Once Mid-Century, starring Stephen Lang, Shane West, and Chelsea Gilligan, begins, you feel like it’s going to fix the issues that Olivia Wilde’s ‘Don’t Worry Darling’ had. Both films are set in a neighborhood that feels too good to be true and feature a megalomaniac at its center with the wish to not just gain power over the society that he has created. It’s another thing that he also peddles his propaganda about misogyny to the residents who reside there. However, like the aforementioned, even Mid-Century is a film that is never able to build upon its premise of using the architectural angle or its genre elements to bring something more than a half-cracked twist.
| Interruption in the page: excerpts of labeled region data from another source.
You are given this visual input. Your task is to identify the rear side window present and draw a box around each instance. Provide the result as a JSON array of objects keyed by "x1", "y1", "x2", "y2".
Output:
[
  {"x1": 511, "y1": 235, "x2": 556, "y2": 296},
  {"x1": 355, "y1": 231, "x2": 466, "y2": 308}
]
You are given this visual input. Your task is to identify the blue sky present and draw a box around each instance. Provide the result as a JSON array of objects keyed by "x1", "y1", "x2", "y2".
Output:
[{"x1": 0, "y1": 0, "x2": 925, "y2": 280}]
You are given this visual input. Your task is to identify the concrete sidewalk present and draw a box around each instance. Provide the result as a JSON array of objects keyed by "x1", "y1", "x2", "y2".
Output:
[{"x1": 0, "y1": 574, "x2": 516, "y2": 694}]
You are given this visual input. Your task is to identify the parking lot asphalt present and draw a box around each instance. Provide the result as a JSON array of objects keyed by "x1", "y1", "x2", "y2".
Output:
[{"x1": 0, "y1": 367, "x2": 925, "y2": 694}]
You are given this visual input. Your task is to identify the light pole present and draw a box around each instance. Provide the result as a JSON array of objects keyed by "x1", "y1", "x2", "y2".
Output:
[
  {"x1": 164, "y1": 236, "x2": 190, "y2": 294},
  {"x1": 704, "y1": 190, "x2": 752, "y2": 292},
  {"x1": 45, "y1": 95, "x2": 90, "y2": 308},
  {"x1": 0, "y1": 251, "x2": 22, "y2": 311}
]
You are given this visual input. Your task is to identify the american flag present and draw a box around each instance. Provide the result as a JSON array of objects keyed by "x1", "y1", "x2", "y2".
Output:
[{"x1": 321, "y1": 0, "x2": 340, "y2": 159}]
Anyway, before we get to the present, the film briefly introduces us to its main culprit. Stephan Lang, as Frederick Banner, who is hamming the hell out of this psychopathic character, is apparently an architect and owns a neighborhood of modern but affordable homes. However, apart from allowing residents to soak in the beautiful aesthetic, Frederick Banner is a man who yields power over everything – including basically walking up to one of the houses, killing the man to eventually own the wife as his own.
Fast-forward to the present – Alice (Chelsea Gilligan) and Tom (Shane) are a couple who have been having issues in their relationships due to their lack of communication. Alice is a surgeon who has been constantly on the clock because of the COVID-19 patients that she has been having at her hospital. It doesn’t help that her seniors – all men, have been harassing her. Tom, on the other hand, is a consultant for an architectural firm, and together, the couple decides to rent a house for that weekend so that Tom can look at refurbishing it while also spending time with Alice, making the cracks in their marriage fix on its own.
The conflict arises when, within the confines of the house, Tom starts sensing weird happenings, although nothing is made simpler for the audience to gauge. To top it off, the internal logic of the film feels like it’s welded together for the sake of it. Exhibit a – why would Tom and Alice rent the place when Alice might have to just leave immediately for duty, beating the purpose of the vacation altogether? Exhibit b – if Tom is at the place for research and work, why would he need to rent the place? Isn’t it supposed to be a part of his firm’s deal? This and numerous other things keep Mid-Century from truly making sense.
In spite of the half-clever twist of ghostly awakening that it offers, the film eventually digs its own missteps and delivers a dull and oddly misplaced genre picture. It doesn’t help that none of the plot threads or characters are even remotely fleshed out for the twist to land square and shock or awe you. There’s an undercurrent of excavating deeply drenched misogyny and killing it down to its very bone, but the film is so busy showing off its campy layers that it never truly achieves any kind of momentum.
None of the key players in the game – including Stephen Lang, Shane West, and Chelsea Gilligan offer anything remotely memorable on the acting front, making the effort of the handsome production design feel truly futile.